I understand the reasoning, but it's not reasonable.  8-).

Consider if the problem were something like succeptability to
smurf attacks, but none of the committers cared about it enough
to do anything about it, or close the PR.  Eventually, under
these rules, the problem "times out", but the root cause is
never addressed.

Even if the original reported is hit by a bus the day after the
report is submitted the first time, that doesn't make the problem
"go away", merely by wishing it away.


What is the intent of timing out bug reports?  What is the
perceived need?  If it's just to apply a filter so you can not see
them, you can do that by constraining the search filter to ignore
PR's older than some date, without having to remove them from the
database.


> Then all it would take for PRs to slowly rot and close would be that
> committers set the already open PRs to the feedback state if they seem
> to be too old to be relevant to current and supported releases.  Does
> this look any good as an idea?

Why do you want reports to "slowly rot"?  Should we do the same
thing with source code that does not get touched in a while?

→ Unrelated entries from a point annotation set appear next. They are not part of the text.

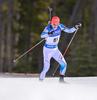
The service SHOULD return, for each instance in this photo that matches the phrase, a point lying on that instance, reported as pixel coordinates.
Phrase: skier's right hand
(51, 32)
(79, 25)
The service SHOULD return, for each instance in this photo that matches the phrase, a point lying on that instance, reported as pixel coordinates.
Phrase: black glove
(51, 33)
(79, 25)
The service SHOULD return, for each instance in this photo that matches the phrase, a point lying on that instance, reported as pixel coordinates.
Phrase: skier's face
(55, 26)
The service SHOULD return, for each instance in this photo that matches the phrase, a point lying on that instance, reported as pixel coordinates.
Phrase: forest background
(22, 22)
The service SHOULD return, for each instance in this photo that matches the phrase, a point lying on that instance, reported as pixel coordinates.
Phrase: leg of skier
(60, 59)
(47, 53)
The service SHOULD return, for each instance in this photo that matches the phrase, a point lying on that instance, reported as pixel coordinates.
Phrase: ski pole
(50, 9)
(65, 50)
(29, 50)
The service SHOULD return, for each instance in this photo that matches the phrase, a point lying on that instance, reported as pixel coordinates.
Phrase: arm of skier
(46, 32)
(70, 30)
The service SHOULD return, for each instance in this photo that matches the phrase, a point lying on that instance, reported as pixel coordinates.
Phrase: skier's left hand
(51, 32)
(79, 25)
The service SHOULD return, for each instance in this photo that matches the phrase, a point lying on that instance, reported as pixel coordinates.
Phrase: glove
(79, 25)
(51, 33)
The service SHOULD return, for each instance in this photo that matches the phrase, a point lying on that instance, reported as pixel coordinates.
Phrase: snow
(77, 88)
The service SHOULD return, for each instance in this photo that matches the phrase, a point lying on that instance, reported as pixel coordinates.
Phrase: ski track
(78, 88)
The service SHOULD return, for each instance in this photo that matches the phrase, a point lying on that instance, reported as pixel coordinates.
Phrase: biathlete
(50, 49)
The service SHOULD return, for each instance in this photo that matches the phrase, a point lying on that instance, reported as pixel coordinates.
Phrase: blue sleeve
(66, 29)
(62, 27)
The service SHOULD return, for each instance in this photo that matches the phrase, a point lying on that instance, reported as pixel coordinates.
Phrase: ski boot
(61, 79)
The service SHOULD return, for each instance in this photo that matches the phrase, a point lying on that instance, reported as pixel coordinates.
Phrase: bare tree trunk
(95, 24)
(1, 37)
(8, 61)
(74, 14)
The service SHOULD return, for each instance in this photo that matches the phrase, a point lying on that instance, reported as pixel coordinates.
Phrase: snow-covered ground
(78, 88)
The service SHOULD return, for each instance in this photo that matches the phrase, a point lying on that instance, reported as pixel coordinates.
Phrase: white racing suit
(50, 48)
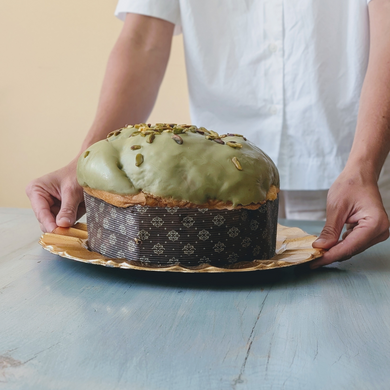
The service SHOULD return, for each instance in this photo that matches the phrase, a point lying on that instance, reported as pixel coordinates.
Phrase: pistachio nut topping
(198, 166)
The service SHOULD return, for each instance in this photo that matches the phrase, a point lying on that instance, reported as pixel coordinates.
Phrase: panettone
(170, 193)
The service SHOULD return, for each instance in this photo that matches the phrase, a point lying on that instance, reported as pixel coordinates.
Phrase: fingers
(71, 197)
(364, 235)
(330, 234)
(41, 205)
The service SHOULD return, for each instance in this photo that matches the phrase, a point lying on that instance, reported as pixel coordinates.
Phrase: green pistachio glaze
(196, 170)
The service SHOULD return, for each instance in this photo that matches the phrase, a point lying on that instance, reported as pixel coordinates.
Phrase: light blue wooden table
(68, 325)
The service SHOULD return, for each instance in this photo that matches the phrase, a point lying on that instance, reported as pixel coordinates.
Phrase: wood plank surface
(69, 325)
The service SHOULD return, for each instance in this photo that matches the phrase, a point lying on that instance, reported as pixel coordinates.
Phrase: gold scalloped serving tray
(293, 247)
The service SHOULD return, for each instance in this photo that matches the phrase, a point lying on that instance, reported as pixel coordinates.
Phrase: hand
(57, 198)
(357, 203)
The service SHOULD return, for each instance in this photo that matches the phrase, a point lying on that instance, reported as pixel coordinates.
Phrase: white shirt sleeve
(163, 9)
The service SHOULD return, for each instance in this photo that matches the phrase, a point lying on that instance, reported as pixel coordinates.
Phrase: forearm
(134, 73)
(372, 139)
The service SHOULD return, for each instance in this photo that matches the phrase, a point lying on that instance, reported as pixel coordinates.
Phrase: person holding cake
(307, 82)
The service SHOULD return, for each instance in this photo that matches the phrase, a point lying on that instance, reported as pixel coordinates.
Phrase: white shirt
(285, 73)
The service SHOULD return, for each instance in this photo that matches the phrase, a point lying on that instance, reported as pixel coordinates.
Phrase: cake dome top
(179, 162)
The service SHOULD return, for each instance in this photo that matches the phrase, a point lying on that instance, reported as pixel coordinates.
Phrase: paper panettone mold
(168, 236)
(169, 194)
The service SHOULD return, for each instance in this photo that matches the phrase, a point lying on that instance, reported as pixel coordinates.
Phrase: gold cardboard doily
(293, 247)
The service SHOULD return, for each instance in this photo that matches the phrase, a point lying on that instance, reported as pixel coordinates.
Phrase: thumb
(69, 205)
(331, 232)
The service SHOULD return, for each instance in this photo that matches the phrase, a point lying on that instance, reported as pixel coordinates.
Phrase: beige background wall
(53, 57)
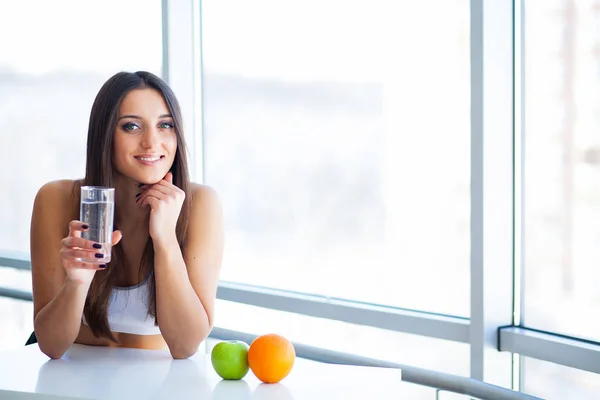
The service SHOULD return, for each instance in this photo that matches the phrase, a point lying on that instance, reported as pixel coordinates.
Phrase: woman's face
(145, 141)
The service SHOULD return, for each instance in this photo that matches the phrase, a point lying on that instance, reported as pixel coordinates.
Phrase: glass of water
(97, 210)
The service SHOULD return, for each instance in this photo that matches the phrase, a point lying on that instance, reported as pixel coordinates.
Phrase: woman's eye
(165, 125)
(130, 126)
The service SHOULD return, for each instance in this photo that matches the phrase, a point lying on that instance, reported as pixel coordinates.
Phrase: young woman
(159, 288)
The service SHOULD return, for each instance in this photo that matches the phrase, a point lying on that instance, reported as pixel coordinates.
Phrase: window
(48, 81)
(342, 154)
(552, 381)
(381, 344)
(562, 167)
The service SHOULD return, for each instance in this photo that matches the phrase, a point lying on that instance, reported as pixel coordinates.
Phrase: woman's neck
(131, 215)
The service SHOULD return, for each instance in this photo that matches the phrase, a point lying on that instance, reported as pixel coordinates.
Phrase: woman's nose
(150, 138)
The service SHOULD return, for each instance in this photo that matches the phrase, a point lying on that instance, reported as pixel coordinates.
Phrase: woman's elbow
(183, 353)
(51, 352)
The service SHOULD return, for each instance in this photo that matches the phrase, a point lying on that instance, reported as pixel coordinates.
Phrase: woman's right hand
(74, 248)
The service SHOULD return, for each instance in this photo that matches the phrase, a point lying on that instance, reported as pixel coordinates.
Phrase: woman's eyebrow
(138, 117)
(130, 116)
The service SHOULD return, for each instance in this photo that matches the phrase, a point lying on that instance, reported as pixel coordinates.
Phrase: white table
(87, 372)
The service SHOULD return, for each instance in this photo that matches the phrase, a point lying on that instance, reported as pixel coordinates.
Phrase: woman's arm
(186, 282)
(60, 281)
(57, 301)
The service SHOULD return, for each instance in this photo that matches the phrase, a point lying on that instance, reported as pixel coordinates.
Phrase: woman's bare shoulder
(203, 196)
(57, 196)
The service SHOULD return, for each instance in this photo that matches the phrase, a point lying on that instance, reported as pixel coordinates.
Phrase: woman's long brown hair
(100, 171)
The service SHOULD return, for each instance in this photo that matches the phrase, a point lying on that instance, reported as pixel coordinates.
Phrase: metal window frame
(492, 185)
(492, 322)
(555, 348)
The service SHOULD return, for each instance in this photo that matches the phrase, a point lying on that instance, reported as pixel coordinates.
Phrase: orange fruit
(271, 357)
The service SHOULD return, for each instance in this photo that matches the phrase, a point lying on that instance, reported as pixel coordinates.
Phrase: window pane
(17, 323)
(404, 348)
(336, 176)
(552, 381)
(49, 76)
(562, 167)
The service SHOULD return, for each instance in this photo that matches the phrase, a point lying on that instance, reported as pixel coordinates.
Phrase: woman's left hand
(165, 201)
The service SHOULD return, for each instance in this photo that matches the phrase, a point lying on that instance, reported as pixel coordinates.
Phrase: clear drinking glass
(97, 209)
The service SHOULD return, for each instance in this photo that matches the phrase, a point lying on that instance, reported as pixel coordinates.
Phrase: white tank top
(128, 310)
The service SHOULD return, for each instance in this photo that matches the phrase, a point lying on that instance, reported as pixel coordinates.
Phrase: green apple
(230, 359)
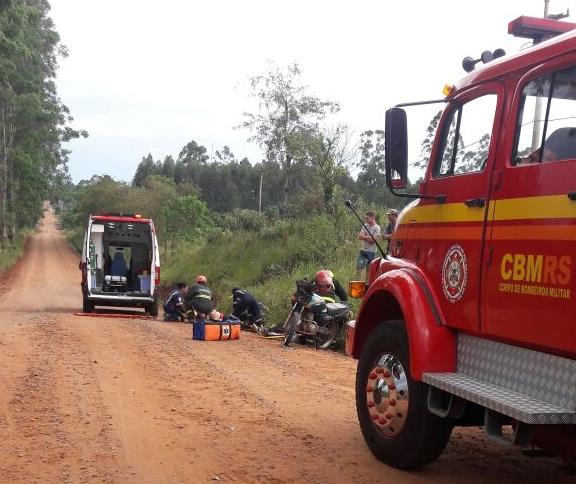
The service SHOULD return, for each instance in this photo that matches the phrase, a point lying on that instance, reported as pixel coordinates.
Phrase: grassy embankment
(269, 260)
(10, 254)
(266, 260)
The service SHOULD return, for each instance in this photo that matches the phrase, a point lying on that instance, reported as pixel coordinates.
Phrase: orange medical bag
(216, 330)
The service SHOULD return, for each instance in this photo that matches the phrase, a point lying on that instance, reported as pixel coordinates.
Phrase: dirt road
(115, 400)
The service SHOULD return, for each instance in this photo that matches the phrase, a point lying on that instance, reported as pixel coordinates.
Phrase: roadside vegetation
(33, 121)
(263, 225)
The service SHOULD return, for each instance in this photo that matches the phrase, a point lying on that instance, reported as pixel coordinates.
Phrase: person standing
(368, 252)
(389, 229)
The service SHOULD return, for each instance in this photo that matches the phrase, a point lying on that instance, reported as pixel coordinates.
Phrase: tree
(33, 121)
(288, 115)
(147, 167)
(193, 153)
(225, 156)
(168, 167)
(331, 152)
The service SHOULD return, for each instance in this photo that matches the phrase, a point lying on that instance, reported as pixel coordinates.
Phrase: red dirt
(125, 400)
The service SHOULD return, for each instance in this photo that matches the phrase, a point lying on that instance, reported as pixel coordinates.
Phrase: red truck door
(452, 225)
(529, 285)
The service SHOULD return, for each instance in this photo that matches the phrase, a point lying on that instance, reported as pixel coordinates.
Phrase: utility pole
(260, 190)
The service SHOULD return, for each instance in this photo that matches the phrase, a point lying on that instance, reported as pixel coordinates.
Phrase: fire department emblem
(454, 273)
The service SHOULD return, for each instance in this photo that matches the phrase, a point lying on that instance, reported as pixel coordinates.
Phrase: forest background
(258, 224)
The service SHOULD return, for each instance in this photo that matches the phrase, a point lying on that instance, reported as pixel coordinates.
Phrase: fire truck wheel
(391, 406)
(87, 305)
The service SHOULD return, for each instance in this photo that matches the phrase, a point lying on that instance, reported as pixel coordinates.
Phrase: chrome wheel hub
(387, 395)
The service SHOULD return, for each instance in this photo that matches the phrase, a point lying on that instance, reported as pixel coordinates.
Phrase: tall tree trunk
(287, 180)
(3, 179)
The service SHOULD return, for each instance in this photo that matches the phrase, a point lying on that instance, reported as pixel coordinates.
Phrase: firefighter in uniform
(329, 288)
(199, 297)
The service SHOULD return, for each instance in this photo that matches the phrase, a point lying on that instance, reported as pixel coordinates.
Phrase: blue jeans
(365, 257)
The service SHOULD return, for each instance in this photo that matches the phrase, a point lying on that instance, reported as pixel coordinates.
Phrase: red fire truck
(471, 317)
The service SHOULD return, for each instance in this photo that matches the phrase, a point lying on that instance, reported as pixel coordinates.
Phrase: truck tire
(87, 305)
(392, 407)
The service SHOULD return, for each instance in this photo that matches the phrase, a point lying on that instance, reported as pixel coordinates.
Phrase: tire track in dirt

This whole discussion sems aimed at being able to discard PR's
that are inconvenient, through their persistance, or through the
inability of people to resolve them, or the inability of the
project to grant commit access to those people willing to resolve
them, when members of the project who already have commit access
are unwilling to do so.

Old PR's are, to my mind, the most valuable of all PR's, in terms
of attracting talent to the project: persistant breakage is often
the most annoying.

This seems to me an attempt to mitigate that annoyance by ignoring
it, rather than attracting new volunteers to the project.